“Bazı aşılarda alüminyum kullanılıyor, koruyucu olarak ama şunu unutmamak lâzım, yediğimiz ıspanakta da alüminyum var,
somonda da var ton balığında da var…ve… hatta… daha fazla, çok daha fazla miktarlarda var. Biz çok daha fazla miktarlarda alüminyum alabiliyoruz başka kaynaklardan. Onu sorgulamıyoruz ama.
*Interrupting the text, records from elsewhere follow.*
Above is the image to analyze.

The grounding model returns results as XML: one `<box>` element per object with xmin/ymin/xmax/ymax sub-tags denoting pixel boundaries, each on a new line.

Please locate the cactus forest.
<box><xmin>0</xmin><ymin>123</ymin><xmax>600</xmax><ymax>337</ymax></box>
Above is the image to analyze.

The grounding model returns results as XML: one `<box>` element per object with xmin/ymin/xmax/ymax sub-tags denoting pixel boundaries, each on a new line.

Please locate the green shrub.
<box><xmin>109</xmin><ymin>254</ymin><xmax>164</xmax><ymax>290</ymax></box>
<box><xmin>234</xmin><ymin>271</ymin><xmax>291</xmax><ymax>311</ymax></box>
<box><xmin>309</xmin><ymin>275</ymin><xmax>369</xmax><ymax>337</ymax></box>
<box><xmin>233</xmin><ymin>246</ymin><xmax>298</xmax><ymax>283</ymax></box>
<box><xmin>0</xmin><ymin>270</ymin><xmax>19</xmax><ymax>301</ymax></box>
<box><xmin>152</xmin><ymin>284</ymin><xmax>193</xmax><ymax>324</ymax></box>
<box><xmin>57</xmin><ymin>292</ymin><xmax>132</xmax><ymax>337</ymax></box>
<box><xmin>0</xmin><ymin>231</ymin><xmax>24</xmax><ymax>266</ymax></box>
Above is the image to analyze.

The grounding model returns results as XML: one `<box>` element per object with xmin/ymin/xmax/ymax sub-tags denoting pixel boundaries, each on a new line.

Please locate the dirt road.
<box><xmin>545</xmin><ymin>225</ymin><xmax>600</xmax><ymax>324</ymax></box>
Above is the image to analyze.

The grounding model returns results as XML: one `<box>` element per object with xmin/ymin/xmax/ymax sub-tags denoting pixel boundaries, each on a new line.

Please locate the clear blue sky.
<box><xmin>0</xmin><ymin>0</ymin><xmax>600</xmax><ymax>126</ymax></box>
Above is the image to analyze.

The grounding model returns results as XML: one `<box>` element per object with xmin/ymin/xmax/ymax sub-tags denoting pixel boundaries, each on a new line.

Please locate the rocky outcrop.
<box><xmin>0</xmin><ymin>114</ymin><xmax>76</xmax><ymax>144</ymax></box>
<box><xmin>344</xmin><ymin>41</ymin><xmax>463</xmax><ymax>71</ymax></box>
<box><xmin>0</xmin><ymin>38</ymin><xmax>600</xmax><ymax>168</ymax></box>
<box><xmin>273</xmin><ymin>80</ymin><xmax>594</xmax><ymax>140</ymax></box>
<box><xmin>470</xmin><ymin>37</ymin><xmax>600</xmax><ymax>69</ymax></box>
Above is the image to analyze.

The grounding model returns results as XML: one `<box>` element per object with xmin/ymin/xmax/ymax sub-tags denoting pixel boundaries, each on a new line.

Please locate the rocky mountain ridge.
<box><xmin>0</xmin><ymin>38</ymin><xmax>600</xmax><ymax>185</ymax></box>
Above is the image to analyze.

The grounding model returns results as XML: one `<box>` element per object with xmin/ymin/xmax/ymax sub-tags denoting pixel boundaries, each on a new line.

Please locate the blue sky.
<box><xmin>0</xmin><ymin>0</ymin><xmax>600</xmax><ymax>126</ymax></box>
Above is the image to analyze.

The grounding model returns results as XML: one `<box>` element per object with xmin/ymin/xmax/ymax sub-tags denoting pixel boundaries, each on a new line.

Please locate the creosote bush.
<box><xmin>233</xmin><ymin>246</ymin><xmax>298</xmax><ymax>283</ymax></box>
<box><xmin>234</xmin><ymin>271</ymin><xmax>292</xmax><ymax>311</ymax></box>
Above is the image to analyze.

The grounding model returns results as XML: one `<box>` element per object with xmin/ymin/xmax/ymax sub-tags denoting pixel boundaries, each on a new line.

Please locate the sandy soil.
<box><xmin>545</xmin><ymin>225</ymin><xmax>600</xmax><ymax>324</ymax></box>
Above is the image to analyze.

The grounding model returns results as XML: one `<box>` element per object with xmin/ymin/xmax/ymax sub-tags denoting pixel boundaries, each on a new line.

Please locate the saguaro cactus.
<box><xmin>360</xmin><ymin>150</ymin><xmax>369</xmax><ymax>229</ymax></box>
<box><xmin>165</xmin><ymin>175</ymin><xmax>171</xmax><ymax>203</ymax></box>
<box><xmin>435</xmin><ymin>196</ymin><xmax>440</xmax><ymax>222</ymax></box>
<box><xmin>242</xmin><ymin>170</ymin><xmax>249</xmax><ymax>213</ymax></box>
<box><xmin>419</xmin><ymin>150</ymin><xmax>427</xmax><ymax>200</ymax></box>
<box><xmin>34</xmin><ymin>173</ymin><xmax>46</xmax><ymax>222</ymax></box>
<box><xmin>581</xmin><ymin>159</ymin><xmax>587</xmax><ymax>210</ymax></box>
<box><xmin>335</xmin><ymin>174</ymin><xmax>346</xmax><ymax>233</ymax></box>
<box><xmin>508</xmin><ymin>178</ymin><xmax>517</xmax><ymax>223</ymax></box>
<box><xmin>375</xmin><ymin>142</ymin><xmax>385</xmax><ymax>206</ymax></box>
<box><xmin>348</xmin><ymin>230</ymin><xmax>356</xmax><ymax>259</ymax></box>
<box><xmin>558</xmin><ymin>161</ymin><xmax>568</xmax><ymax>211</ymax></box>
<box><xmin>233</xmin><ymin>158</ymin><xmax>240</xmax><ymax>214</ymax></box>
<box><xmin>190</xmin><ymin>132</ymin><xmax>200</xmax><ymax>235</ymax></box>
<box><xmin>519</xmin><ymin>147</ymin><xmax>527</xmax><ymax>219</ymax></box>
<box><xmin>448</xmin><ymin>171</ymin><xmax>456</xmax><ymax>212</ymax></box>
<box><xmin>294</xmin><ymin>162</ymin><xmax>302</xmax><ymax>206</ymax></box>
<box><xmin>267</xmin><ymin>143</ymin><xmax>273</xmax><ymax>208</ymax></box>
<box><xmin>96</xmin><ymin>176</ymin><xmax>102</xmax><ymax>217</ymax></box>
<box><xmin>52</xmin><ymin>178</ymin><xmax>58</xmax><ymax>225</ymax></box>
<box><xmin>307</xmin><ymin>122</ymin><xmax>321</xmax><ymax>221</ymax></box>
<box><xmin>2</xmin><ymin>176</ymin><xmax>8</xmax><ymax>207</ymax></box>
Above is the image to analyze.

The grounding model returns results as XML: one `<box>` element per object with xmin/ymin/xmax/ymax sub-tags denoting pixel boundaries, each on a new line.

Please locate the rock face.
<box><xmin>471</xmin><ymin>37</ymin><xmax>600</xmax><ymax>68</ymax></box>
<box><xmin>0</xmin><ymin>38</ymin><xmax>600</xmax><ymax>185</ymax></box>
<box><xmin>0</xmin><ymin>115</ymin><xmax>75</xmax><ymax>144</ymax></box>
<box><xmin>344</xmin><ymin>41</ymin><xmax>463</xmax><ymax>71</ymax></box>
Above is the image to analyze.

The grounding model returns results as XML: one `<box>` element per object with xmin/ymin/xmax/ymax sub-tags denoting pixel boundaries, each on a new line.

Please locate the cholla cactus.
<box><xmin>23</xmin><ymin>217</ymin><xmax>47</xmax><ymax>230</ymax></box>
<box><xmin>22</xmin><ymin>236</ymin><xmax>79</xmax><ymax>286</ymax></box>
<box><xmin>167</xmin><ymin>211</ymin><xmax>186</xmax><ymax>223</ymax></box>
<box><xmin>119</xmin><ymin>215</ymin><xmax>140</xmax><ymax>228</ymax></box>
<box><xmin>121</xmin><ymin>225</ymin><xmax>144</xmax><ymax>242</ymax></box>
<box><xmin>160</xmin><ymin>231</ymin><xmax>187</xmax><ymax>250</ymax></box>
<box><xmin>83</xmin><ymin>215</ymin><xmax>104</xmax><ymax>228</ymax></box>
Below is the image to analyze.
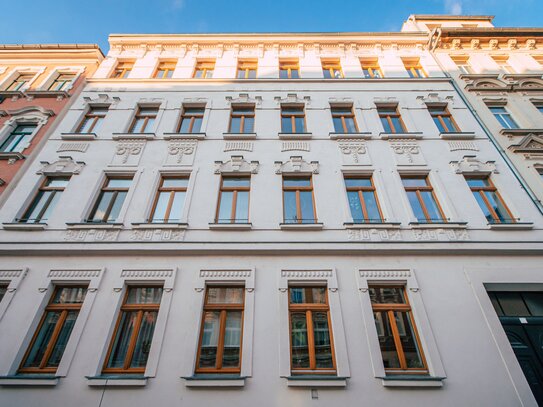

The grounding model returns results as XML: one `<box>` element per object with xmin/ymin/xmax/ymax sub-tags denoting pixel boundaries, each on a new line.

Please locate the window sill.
<box><xmin>182</xmin><ymin>374</ymin><xmax>246</xmax><ymax>387</ymax></box>
<box><xmin>285</xmin><ymin>375</ymin><xmax>348</xmax><ymax>387</ymax></box>
<box><xmin>2</xmin><ymin>222</ymin><xmax>47</xmax><ymax>230</ymax></box>
<box><xmin>378</xmin><ymin>375</ymin><xmax>445</xmax><ymax>387</ymax></box>
<box><xmin>379</xmin><ymin>131</ymin><xmax>422</xmax><ymax>140</ymax></box>
<box><xmin>85</xmin><ymin>374</ymin><xmax>147</xmax><ymax>387</ymax></box>
<box><xmin>209</xmin><ymin>222</ymin><xmax>253</xmax><ymax>230</ymax></box>
<box><xmin>222</xmin><ymin>133</ymin><xmax>256</xmax><ymax>140</ymax></box>
<box><xmin>279</xmin><ymin>223</ymin><xmax>324</xmax><ymax>230</ymax></box>
<box><xmin>60</xmin><ymin>133</ymin><xmax>97</xmax><ymax>141</ymax></box>
<box><xmin>0</xmin><ymin>374</ymin><xmax>59</xmax><ymax>386</ymax></box>
<box><xmin>328</xmin><ymin>132</ymin><xmax>372</xmax><ymax>140</ymax></box>
<box><xmin>164</xmin><ymin>133</ymin><xmax>206</xmax><ymax>140</ymax></box>
<box><xmin>277</xmin><ymin>133</ymin><xmax>313</xmax><ymax>140</ymax></box>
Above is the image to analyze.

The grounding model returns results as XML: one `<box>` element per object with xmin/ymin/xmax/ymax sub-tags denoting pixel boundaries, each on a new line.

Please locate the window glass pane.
<box><xmin>290</xmin><ymin>312</ymin><xmax>309</xmax><ymax>369</ymax></box>
<box><xmin>222</xmin><ymin>311</ymin><xmax>242</xmax><ymax>368</ymax></box>
<box><xmin>130</xmin><ymin>311</ymin><xmax>158</xmax><ymax>368</ymax></box>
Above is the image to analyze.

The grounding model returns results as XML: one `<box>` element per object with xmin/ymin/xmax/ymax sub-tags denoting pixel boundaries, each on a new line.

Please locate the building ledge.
<box><xmin>209</xmin><ymin>222</ymin><xmax>253</xmax><ymax>230</ymax></box>
<box><xmin>328</xmin><ymin>131</ymin><xmax>372</xmax><ymax>140</ymax></box>
<box><xmin>0</xmin><ymin>374</ymin><xmax>59</xmax><ymax>386</ymax></box>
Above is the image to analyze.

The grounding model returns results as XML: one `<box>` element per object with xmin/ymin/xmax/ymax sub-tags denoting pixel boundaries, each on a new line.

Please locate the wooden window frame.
<box><xmin>17</xmin><ymin>284</ymin><xmax>88</xmax><ymax>373</ymax></box>
<box><xmin>102</xmin><ymin>283</ymin><xmax>164</xmax><ymax>374</ymax></box>
<box><xmin>215</xmin><ymin>175</ymin><xmax>251</xmax><ymax>224</ymax></box>
<box><xmin>464</xmin><ymin>175</ymin><xmax>516</xmax><ymax>224</ymax></box>
<box><xmin>287</xmin><ymin>284</ymin><xmax>337</xmax><ymax>375</ymax></box>
<box><xmin>282</xmin><ymin>175</ymin><xmax>318</xmax><ymax>225</ymax></box>
<box><xmin>368</xmin><ymin>284</ymin><xmax>429</xmax><ymax>375</ymax></box>
<box><xmin>194</xmin><ymin>284</ymin><xmax>245</xmax><ymax>373</ymax></box>
<box><xmin>401</xmin><ymin>175</ymin><xmax>447</xmax><ymax>223</ymax></box>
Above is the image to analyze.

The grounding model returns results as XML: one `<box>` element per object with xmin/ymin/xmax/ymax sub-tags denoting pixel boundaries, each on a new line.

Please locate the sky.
<box><xmin>0</xmin><ymin>0</ymin><xmax>543</xmax><ymax>53</ymax></box>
Yani, örneğin antiasitler içerisinde alüminyum sülfattır, antiasitlerin sıkça kullanılanlardan bir tanesi ve yani mide koruyucu olarak kullanılıyor.”
***
Bu sözleri dinlerken aklımdan şunlar geçti:
BİR: Alüminyum sebzelerde de balıklarda da tabii olarak bulunan ilaçlara da bilinçli olarak eklenen bir element olarak tarif edilmelidir.
İKİ: Temel Reis ve tüm insanlar ıspanakta demir var diyerek kandırılmışlar, meğerse o demir değil alüminyummuş.
ÜÇ: Yiyecek ve ilaçlarda bulunmasında mahzur olmayan bir maddenin aşılarda kullanılmasında da hiçbir sakınca olmamalıdır.
DÖRT: Bu vesile ile alüminyum folyoların da temize çıkmış olması da ayrı bir memnuniyet kaynağıdır.
BEŞ: Bir babayiğit de çıkıp cıvanın nimetlerinden bahsetse de aşılarda alüminyum var, cıva var diye karşı propaganda yapanlar ağızlarının payını alsalar, çok memnun olurum.
Gelelim neticeye
Ağız yoluyla alınan alüminyumla deri altına zerk edilen alüminyumun vücuttaki etkilerinin aynı olup olmadığı; ıspanak, somon, ton balığı yemeyen, mide ilacı içmeyen bebeklere aşılar vasıtasıyla alüminyum vermenin zararları gibi tartışmaları abes buluyorum.